Add-DnsServerZoneScope -ZoneName "contosogiftservices.com" -Name "SeattleZoneScope"

Add-DnsServerZoneScope -ZoneName "contosogiftservices.com" -Name "DublinZoneScope"

For more information, see Add-DnsServerZoneScope.

Add Records to the Zone Scopes

Now you must add the records representing the web server host into the two zone scopes.

For example, in SeattleZoneScope, the record www.contosogiftservices.com is added with IP address 192.0.0.1, which is located in a Seattle datacenter. Similarly, in DublinZoneScope, the record www.contosogiftservices.com is added with IP address 141.1.0.3 in the Dublin datacenter

You can use the following Windows PowerShell commands to add records to the zone scopes.

Add-DnsServerResourceRecord -ZoneName "contosogiftservices.com" -A -Name "www" -IPv4Address "192.0.0.1" -ZoneScope "SeattleZoneScope"

Add-DnsServerResourceRecord -ZoneName "contosogiftservices.com" -A -Name "www" -IPv4Address "141.1.0.3" -ZoneScope "DublinZoneScope"

The ZoneScope parameter is not included when you add a record in the default scope. This is the same as adding records to a standard DNS zone.

For more information, see Add-DnsServerResourceRecord.

Create the DNS Policies

After you have created the subnets, the partitions (zone scopes), and you have added records, you must create policies that connect the subnets and partitions, so that when a query comes from a source in one of the DNS client subnets, the query response is returned from the correct scope of the zone. No policies are required for mapping the default zone scope.

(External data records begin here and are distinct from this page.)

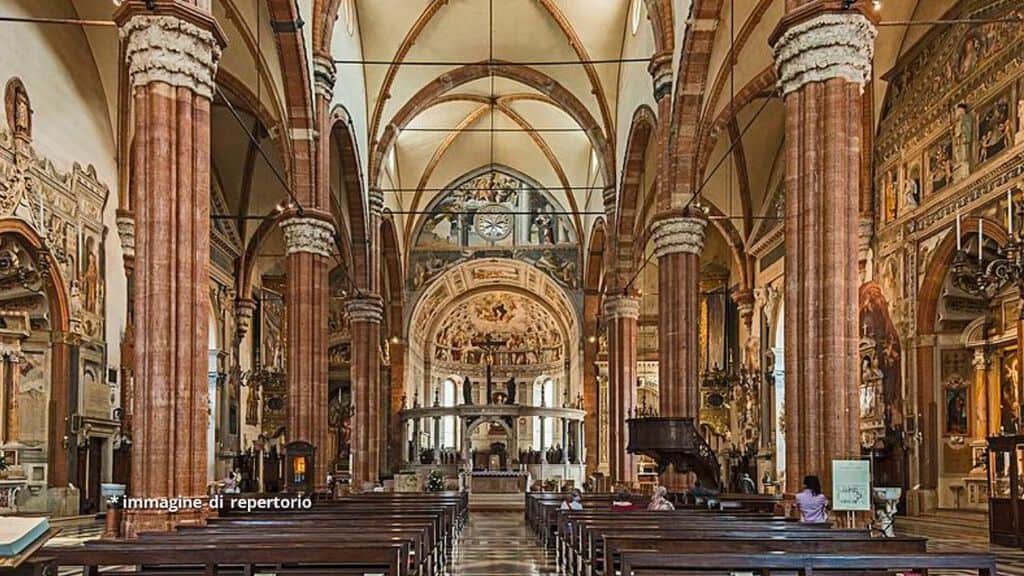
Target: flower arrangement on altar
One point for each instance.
(435, 481)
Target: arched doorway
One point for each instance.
(38, 350)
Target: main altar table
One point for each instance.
(498, 482)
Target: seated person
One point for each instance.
(813, 505)
(623, 501)
(571, 501)
(658, 500)
(701, 495)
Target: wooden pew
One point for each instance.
(709, 543)
(637, 564)
(397, 536)
(208, 560)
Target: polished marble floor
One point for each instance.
(499, 543)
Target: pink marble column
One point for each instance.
(172, 53)
(823, 57)
(309, 241)
(365, 316)
(622, 314)
(678, 242)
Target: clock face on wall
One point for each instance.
(493, 222)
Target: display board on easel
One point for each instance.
(851, 487)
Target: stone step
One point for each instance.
(497, 502)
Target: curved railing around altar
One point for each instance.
(492, 410)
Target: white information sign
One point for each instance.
(851, 485)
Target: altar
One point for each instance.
(498, 482)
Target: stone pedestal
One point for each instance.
(365, 317)
(622, 314)
(309, 241)
(171, 55)
(823, 60)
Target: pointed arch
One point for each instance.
(642, 130)
(348, 189)
(515, 72)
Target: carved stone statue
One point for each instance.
(911, 197)
(1020, 122)
(963, 139)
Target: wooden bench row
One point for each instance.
(391, 534)
(599, 541)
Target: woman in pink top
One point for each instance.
(813, 505)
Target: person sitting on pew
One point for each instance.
(572, 501)
(700, 494)
(658, 500)
(813, 505)
(623, 501)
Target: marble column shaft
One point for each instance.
(309, 241)
(622, 314)
(823, 60)
(365, 317)
(171, 54)
(678, 243)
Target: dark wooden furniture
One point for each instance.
(636, 564)
(1006, 507)
(676, 442)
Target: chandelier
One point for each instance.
(976, 276)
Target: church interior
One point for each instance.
(625, 286)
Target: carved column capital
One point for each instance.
(376, 202)
(622, 306)
(167, 48)
(980, 360)
(325, 75)
(126, 232)
(367, 307)
(244, 311)
(826, 46)
(744, 302)
(312, 235)
(679, 234)
(660, 72)
(608, 195)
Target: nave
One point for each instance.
(504, 543)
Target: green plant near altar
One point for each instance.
(435, 481)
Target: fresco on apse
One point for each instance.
(520, 330)
(495, 214)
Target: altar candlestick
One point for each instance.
(981, 240)
(1010, 212)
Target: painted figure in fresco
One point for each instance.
(889, 186)
(940, 165)
(1020, 122)
(1010, 406)
(467, 392)
(911, 190)
(993, 131)
(956, 411)
(90, 279)
(545, 229)
(963, 139)
(23, 113)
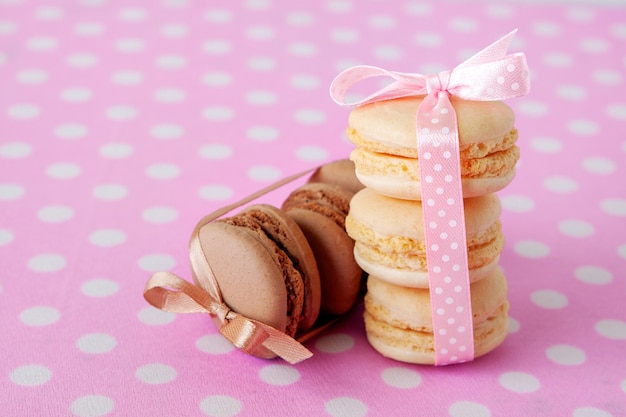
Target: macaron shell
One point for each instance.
(389, 126)
(340, 172)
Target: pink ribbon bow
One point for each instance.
(489, 75)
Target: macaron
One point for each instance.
(320, 210)
(340, 172)
(386, 154)
(398, 320)
(264, 267)
(390, 244)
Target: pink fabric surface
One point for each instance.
(123, 123)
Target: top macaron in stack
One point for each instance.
(387, 223)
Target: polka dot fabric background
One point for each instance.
(123, 123)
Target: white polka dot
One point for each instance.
(169, 95)
(30, 375)
(76, 94)
(300, 19)
(468, 409)
(566, 355)
(163, 171)
(88, 29)
(335, 343)
(215, 192)
(99, 288)
(583, 127)
(218, 113)
(279, 375)
(345, 407)
(82, 60)
(40, 316)
(261, 63)
(520, 382)
(170, 62)
(159, 215)
(156, 373)
(388, 52)
(214, 344)
(428, 39)
(403, 378)
(32, 76)
(557, 59)
(514, 325)
(220, 406)
(517, 203)
(130, 45)
(10, 192)
(614, 206)
(546, 144)
(155, 317)
(217, 79)
(576, 228)
(47, 262)
(463, 24)
(110, 192)
(533, 108)
(55, 214)
(15, 150)
(107, 238)
(23, 111)
(260, 98)
(344, 35)
(216, 47)
(96, 343)
(92, 406)
(617, 111)
(302, 49)
(571, 92)
(132, 14)
(218, 16)
(304, 82)
(263, 173)
(166, 131)
(116, 150)
(42, 44)
(70, 131)
(546, 28)
(561, 185)
(611, 329)
(531, 249)
(607, 77)
(590, 412)
(549, 299)
(63, 170)
(121, 113)
(311, 153)
(174, 31)
(6, 237)
(127, 77)
(310, 116)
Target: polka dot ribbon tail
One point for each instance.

After you configure these DNS policies, the DNS server behavior is as follows:

  1. European DNS clients receive the IP address of the Web server in the Dublin datacenter in their DNS query response.
  2. American DNS clients receive the IP address of the Web server in the Seattle datacenter in their DNS query response.
  3. Between 6 PM and 9 PM in Dublin, 20% of the queries from European clients receive the IP address of the Web server in the Seattle datacenter in their DNS query response.
  4. Between 6 PM and 9 PM in Seattle, 20% of the queries from the American clients receive the IP address of the Web server in the Dublin datacenter in their DNS query response.
  5. Half of the queries from the rest of the world receive the IP address of the Seattle datacenter and the other half receive the IP address of the Dublin datacenter.

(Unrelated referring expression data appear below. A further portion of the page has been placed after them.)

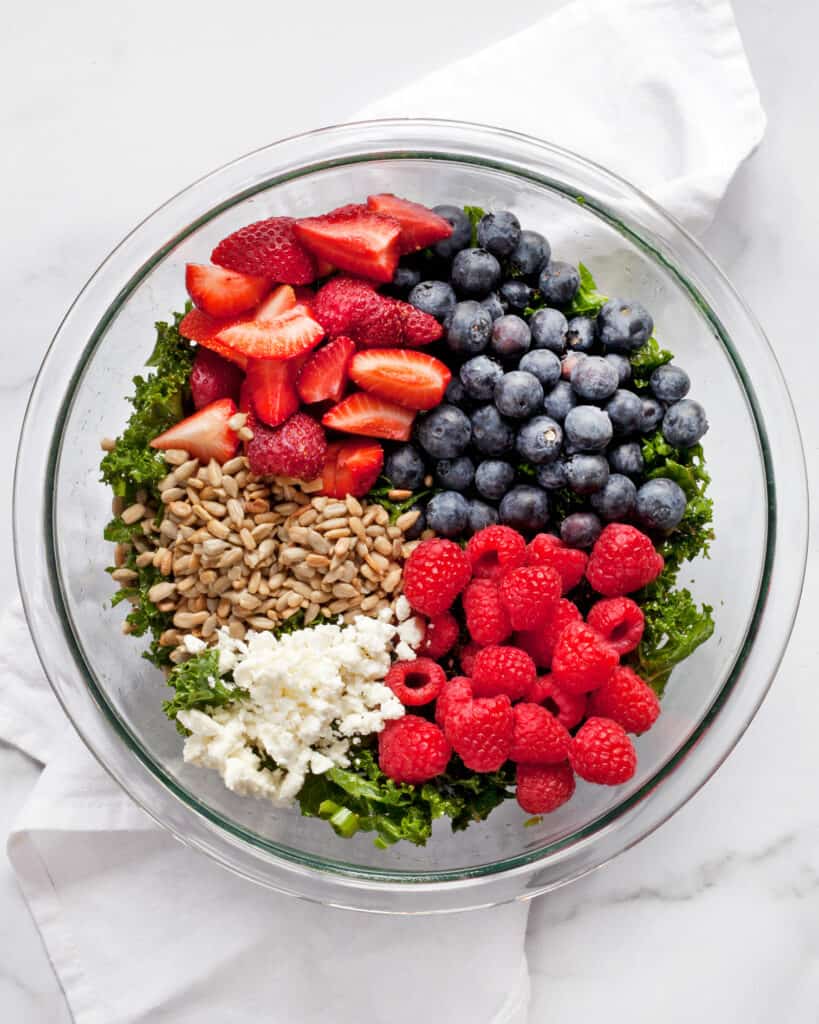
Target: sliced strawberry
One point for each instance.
(351, 468)
(420, 225)
(325, 374)
(290, 334)
(355, 240)
(373, 417)
(205, 434)
(413, 379)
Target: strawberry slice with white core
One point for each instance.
(373, 417)
(410, 378)
(420, 225)
(355, 240)
(205, 434)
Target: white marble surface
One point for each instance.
(106, 110)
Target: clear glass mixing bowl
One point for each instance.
(752, 579)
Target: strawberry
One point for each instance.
(351, 468)
(268, 248)
(205, 434)
(290, 334)
(364, 414)
(413, 379)
(353, 239)
(420, 225)
(325, 374)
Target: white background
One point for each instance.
(106, 109)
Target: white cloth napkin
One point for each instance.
(140, 929)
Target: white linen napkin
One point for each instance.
(137, 927)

You can use the following Windows PowerShell commands to create a DNS policy that links the DNS Client Subnets and the zone scopes.

Note

In this example, the DNS server is in the GMT time zone, so the peak hour time periods must be expressed in the equivalent GMT time.

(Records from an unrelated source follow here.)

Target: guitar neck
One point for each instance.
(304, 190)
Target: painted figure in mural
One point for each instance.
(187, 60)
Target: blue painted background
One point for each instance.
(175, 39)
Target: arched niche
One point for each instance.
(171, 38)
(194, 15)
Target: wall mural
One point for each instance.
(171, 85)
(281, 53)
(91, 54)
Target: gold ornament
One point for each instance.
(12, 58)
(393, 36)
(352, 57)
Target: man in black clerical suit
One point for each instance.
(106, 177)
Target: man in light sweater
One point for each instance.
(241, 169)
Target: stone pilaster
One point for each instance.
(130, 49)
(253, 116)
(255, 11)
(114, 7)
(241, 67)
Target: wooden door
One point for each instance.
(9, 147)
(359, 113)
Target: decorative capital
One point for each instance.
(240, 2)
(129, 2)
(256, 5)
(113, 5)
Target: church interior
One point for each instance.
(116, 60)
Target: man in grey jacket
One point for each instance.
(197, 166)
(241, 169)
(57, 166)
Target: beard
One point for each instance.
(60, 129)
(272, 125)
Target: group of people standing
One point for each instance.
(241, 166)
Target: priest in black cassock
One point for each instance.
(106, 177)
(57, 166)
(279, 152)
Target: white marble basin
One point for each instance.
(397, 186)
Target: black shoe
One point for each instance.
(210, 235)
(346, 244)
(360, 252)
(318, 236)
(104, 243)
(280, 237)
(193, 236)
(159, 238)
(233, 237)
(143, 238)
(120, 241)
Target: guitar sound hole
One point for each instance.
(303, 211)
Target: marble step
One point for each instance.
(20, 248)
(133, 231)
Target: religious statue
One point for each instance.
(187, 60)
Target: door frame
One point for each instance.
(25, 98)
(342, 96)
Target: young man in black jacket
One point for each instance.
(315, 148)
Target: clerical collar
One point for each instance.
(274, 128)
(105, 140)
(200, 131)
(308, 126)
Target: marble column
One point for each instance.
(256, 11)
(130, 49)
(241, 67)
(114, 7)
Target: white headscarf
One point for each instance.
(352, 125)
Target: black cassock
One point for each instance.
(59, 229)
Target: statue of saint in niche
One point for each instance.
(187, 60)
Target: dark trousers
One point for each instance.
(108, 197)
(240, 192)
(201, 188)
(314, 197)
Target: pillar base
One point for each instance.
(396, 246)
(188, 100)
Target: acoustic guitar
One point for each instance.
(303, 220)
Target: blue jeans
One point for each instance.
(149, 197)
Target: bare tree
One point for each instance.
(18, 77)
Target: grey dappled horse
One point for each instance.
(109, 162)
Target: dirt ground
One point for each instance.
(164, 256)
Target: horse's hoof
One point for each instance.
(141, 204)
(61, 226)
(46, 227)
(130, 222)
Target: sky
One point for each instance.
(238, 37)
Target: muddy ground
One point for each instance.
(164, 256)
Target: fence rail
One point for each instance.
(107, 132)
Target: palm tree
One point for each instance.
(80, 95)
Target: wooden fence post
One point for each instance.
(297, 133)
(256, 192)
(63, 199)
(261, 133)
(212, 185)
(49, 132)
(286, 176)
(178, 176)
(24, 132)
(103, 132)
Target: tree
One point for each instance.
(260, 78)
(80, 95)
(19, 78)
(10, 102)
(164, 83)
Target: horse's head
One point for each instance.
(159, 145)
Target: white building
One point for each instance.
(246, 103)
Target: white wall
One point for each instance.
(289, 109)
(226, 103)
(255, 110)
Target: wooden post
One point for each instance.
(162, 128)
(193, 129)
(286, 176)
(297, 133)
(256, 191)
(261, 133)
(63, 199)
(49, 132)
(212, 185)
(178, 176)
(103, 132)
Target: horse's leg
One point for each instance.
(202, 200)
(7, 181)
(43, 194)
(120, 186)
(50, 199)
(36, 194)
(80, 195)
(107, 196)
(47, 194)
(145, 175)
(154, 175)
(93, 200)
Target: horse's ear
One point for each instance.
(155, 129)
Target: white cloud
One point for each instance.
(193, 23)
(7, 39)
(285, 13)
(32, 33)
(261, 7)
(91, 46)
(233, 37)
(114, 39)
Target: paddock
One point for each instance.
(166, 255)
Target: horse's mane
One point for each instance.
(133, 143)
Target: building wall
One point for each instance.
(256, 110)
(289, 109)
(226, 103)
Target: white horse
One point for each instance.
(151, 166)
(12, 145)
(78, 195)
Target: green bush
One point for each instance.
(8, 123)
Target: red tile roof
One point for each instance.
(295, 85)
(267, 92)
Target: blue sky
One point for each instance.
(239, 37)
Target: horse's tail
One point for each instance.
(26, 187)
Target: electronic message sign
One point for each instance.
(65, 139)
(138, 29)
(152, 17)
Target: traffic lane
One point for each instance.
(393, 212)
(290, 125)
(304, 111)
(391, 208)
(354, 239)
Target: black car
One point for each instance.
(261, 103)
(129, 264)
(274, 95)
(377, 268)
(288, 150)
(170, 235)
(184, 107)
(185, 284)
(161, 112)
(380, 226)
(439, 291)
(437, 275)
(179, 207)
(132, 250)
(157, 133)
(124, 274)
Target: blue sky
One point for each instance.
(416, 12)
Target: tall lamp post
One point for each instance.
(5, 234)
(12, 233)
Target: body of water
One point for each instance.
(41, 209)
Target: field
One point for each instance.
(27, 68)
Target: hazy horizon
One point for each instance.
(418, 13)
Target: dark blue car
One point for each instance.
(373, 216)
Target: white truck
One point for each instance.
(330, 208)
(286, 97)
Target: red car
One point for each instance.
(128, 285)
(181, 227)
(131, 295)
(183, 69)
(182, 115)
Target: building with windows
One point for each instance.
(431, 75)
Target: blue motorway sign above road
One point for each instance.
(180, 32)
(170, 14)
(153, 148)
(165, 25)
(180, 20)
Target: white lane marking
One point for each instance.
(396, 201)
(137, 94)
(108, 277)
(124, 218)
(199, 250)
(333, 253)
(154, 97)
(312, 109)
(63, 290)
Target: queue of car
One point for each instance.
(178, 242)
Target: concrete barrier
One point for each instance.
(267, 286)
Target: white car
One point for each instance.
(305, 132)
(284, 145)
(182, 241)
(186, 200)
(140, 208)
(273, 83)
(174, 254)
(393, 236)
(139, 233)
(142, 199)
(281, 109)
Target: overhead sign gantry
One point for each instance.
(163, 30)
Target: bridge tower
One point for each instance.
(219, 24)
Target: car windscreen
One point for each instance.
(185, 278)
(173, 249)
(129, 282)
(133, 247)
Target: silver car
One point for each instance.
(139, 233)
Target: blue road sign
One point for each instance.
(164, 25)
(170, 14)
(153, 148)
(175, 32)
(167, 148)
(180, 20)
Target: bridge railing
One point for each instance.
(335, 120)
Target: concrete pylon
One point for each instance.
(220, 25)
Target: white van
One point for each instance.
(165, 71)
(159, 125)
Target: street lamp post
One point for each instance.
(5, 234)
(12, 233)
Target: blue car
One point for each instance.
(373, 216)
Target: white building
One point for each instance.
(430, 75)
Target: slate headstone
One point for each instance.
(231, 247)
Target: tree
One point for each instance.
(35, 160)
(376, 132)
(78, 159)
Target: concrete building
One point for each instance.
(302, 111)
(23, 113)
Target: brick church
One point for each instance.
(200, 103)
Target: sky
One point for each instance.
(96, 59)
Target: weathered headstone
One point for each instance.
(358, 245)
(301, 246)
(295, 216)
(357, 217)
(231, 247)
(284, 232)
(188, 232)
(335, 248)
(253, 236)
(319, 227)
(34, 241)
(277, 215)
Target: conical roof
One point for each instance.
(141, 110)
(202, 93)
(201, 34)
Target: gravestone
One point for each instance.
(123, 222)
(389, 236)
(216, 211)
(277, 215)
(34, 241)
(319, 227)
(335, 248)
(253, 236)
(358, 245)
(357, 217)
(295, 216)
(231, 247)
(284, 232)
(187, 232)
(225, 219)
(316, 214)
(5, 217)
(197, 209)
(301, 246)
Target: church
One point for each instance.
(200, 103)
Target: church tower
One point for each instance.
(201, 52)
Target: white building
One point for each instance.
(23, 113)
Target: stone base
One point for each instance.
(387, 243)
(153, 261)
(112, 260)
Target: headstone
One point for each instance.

Add-DnsServerQueryResolutionPolicy -Name "America6To9Policy" -Action ALLOW -ClientSubnet "eq,AmericaSubnet" -ZoneScope "SeattleZoneScope,4;DublinZoneScope,1" -TimeOfDay "EQ,01:00-04:00" -ZoneName "contosogiftservices.com" -ProcessingOrder 1

Add-DnsServerQueryResolutionPolicy -Name "Europe6To9Policy" -Action ALLOW -ClientSubnet "eq,EuropeSubnet" -ZoneScope "SeattleZoneScope,1;DublinZoneScope,4" -TimeOfDay "EQ,17:00-20:00" -ZoneName "contosogiftservices.com" -ProcessingOrder 2

Add-DnsServerQueryResolutionPolicy -Name "AmericaPolicy" -Action ALLOW -ClientSubnet "eq,AmericaSubnet" -ZoneScope "SeattleZoneScope,1" -ZoneName "contosogiftservices.com" -ProcessingOrder 3

Add-DnsServerQueryResolutionPolicy -Name "EuropePolicy" -Action ALLOW -ClientSubnet "eq,EuropeSubnet" -ZoneScope "DublinZoneScope,1" -ZoneName "contosogiftservices.com" -ProcessingOrder 4

Add-DnsServerQueryResolutionPolicy -Name "RestOfWorldPolicy" -Action ALLOW -ZoneScope "DublinZoneScope,1;SeattleZoneScope,1" -ZoneName "contosogiftservices.com" -ProcessingOrder 5

For more information, see Add-DnsServerQueryResolutionPolicy.

Now the DNS server is configured with the required DNS policies to redirect traffic based on geo-location and time of day.

When the DNS server receives name resolution queries, the DNS server evaluates the fields in the DNS request against the configured DNS policies. If the source IP address in the name resolution request matches any of the policies, the associated zone scope is used to respond to the query, and the user is directed to the resource that is geographically closest to them.

You can create thousands of DNS policies according to your traffic management requirements, and all new policies are applied dynamically - without restarting the DNS server - on incoming queries.